Viele Spanier haben ihrer Regierung vorgeworfen, sie mit dem ETA-Verdacht an den Anschlägen in Madird in die Irre geführt zu haben. Doch habe das Land in Treu und Glauben gehandelt, wie die spanische Staatsführung in einem Brief an die UNO nun mitteilte.

HB NEW YORK. Nur wenige Tage nach den Anschlägen auf einige Pendlerzüge in Madrid äußerte die spanische Regierung öffentlich einen direkten Zusammenhang der Ereignisse mit dem Handeln der baskischen Terrororganisation ETA. Wie sich in den vergangenen Tagen herausstellte, war diese Organisation nicht an den Vorfällen beteiligt. Nun hat sich Spanien am Montag in einem Brief an den UNO-Sicherheitsrat für den ursprünglichen Verdacht auf ein ETA-Attentat gerechtfertigt.

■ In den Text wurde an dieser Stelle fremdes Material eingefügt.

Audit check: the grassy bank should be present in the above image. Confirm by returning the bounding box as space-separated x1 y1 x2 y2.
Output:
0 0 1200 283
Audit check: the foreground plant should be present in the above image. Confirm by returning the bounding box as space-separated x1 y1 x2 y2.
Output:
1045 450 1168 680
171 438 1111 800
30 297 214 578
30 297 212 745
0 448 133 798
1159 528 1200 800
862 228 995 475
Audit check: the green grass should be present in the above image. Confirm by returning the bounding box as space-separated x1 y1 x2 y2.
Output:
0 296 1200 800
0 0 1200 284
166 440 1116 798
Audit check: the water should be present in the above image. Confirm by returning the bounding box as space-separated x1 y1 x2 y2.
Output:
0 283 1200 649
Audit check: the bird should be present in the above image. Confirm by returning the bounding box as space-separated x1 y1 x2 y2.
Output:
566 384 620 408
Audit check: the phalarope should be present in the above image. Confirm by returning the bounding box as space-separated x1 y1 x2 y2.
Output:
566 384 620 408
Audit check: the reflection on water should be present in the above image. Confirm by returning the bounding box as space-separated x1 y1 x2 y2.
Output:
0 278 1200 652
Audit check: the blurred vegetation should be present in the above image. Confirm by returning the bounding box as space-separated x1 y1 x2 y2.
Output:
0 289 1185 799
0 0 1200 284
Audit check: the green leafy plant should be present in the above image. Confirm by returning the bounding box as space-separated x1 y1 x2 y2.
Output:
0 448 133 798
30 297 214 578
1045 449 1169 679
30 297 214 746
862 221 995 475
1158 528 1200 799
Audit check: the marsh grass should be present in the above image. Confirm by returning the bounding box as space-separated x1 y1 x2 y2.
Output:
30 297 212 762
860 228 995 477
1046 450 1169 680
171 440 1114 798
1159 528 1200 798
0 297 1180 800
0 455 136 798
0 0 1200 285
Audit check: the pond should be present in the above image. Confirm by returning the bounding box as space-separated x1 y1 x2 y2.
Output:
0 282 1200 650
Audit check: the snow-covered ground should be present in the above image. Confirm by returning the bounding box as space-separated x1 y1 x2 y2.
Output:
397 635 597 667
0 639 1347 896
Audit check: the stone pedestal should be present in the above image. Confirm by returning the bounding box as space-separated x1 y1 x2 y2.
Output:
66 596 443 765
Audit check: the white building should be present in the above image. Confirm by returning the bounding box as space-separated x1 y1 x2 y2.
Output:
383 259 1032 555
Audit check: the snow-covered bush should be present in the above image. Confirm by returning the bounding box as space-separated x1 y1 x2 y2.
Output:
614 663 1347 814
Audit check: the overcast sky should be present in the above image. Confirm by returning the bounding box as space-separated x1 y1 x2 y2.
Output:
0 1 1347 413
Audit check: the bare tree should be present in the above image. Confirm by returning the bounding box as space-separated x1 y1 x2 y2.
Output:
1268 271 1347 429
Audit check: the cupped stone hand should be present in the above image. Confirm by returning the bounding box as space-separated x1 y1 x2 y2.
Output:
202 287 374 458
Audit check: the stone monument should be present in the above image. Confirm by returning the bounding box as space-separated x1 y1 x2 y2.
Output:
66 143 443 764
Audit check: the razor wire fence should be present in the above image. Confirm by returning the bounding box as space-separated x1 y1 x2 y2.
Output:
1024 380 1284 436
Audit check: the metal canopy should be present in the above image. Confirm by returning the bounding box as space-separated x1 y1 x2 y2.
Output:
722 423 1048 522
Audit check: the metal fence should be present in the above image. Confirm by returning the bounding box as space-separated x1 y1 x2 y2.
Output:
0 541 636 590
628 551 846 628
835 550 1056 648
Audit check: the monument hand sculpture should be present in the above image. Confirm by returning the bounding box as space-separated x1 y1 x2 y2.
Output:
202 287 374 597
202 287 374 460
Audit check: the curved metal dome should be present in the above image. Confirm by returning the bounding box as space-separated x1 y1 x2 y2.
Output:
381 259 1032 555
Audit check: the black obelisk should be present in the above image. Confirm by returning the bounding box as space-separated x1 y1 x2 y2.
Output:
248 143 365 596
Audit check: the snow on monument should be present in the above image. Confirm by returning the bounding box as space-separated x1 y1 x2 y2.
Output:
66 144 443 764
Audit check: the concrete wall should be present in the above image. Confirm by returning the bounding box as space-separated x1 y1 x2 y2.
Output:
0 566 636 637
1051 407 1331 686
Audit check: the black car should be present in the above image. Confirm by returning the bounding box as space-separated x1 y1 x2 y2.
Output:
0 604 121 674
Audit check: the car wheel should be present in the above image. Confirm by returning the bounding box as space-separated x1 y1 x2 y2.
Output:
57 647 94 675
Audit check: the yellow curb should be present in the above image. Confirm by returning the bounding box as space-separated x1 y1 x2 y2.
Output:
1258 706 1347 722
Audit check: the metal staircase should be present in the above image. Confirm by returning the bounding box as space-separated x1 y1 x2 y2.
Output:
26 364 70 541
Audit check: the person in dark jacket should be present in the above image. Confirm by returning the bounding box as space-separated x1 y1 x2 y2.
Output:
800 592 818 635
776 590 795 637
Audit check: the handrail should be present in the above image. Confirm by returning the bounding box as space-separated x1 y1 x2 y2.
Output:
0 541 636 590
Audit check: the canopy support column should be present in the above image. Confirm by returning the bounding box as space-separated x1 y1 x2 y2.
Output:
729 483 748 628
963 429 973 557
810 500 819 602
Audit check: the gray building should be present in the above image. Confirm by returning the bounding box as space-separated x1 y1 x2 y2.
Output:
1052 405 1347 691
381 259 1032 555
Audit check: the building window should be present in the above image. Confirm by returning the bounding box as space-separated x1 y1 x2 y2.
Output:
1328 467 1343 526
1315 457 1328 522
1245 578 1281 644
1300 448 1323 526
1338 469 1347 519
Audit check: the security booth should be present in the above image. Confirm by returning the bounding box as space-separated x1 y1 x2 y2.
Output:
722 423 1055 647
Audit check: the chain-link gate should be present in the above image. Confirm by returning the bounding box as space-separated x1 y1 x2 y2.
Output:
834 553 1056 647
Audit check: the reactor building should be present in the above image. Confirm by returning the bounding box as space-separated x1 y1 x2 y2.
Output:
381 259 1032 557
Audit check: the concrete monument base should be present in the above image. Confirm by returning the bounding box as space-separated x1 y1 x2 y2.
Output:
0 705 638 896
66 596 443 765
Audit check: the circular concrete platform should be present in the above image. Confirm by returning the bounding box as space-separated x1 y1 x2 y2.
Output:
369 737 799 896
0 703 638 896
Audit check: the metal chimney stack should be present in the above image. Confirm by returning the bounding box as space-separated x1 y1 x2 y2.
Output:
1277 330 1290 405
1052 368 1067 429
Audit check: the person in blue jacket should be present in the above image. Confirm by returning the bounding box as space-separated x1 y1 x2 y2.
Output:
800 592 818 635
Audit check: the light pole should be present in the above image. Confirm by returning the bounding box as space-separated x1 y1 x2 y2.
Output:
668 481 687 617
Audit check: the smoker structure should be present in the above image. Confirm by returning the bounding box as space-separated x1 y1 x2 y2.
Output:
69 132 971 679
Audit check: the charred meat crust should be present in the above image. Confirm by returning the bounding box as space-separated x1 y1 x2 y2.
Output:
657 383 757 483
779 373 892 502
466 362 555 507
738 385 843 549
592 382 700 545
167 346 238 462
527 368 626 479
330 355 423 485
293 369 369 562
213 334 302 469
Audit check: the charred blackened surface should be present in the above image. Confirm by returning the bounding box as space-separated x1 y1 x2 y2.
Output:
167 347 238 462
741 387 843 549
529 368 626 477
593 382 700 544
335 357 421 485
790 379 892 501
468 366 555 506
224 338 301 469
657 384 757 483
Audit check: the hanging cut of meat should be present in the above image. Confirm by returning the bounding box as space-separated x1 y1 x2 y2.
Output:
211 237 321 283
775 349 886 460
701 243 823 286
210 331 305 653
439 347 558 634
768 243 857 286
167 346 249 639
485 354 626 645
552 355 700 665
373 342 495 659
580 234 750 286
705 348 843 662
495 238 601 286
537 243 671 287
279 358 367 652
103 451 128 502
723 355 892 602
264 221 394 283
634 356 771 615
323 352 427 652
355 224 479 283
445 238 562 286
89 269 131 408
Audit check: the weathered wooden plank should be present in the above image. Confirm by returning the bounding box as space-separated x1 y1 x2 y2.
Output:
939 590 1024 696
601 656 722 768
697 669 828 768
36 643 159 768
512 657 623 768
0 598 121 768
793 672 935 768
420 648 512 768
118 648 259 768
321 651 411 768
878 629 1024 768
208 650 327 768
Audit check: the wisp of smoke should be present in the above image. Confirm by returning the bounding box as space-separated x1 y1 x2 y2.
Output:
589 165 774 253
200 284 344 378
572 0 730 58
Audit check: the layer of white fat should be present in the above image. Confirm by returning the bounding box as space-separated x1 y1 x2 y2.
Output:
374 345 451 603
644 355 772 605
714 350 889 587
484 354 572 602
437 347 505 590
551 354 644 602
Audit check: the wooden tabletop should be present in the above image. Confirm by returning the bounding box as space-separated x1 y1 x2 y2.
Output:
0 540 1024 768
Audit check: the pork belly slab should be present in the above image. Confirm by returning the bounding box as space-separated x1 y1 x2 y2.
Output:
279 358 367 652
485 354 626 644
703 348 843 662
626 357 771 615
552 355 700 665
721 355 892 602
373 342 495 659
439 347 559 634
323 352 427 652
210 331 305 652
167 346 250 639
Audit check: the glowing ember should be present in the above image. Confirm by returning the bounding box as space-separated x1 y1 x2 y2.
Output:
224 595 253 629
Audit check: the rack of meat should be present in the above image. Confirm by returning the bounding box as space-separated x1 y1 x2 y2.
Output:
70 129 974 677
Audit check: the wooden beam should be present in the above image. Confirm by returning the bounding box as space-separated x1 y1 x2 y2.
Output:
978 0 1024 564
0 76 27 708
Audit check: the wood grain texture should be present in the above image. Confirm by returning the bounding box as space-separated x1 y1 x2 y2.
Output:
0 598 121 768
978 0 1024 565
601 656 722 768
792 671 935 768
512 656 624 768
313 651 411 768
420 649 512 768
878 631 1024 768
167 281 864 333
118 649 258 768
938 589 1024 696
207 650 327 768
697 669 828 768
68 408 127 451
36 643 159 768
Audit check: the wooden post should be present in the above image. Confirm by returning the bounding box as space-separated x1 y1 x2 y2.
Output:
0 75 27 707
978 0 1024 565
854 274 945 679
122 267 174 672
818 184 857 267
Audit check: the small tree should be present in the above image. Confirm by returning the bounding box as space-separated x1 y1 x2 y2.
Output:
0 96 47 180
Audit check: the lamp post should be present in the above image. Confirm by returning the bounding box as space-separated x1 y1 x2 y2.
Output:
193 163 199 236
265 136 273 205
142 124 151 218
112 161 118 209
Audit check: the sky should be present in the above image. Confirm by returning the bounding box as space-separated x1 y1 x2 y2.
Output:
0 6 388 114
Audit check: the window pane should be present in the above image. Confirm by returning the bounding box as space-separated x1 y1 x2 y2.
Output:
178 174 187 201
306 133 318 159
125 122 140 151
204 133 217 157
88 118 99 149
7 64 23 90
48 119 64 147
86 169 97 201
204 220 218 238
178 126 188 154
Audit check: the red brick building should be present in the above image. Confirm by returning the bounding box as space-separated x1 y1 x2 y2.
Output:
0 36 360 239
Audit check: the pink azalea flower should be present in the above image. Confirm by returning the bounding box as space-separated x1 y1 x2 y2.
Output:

Das Land habe in Treu und Glauben gehandelt, als es im Rat auf eine Resolution gedrängt habe, die die baskische Untergrundorganisation ETA für die verheerenden Anschläge verantwortlich gemacht hat, heißt es in dem Brief des spanischen UNO-Botschafters Inocencio Arias. Trotz einiger Bedenken hatte der 15-köpfige Rat die Resolution wenige Stunden nach den Attentaten am Donnerstag verabschiedet. Inzwischen konzentrieren sich die Ermittlungen auf eine Islamisten-Gruppe in Marokko, die Verbindungen zur El-Kaida-Organisation haben soll.

Ratskreisen zufolge war der Druck der Spanier, in der Entschließung die ETA zu nennen, sehr groß. Außenministerin Ana Palacio habe sogar ihren deutschen Kollegen Joschka Fischer angerufen, nachdem die deutsche Delegation im Rat in Frage gestellt habe, ob es sinnvoll sei, die ETA zu nennen. „Die Leute wollten den Spaniern glauben, obwohl sie tief im Innern wussten, dass es keinen definitiven Beweis dafür gab“, hieß es in den Kreisen weiter.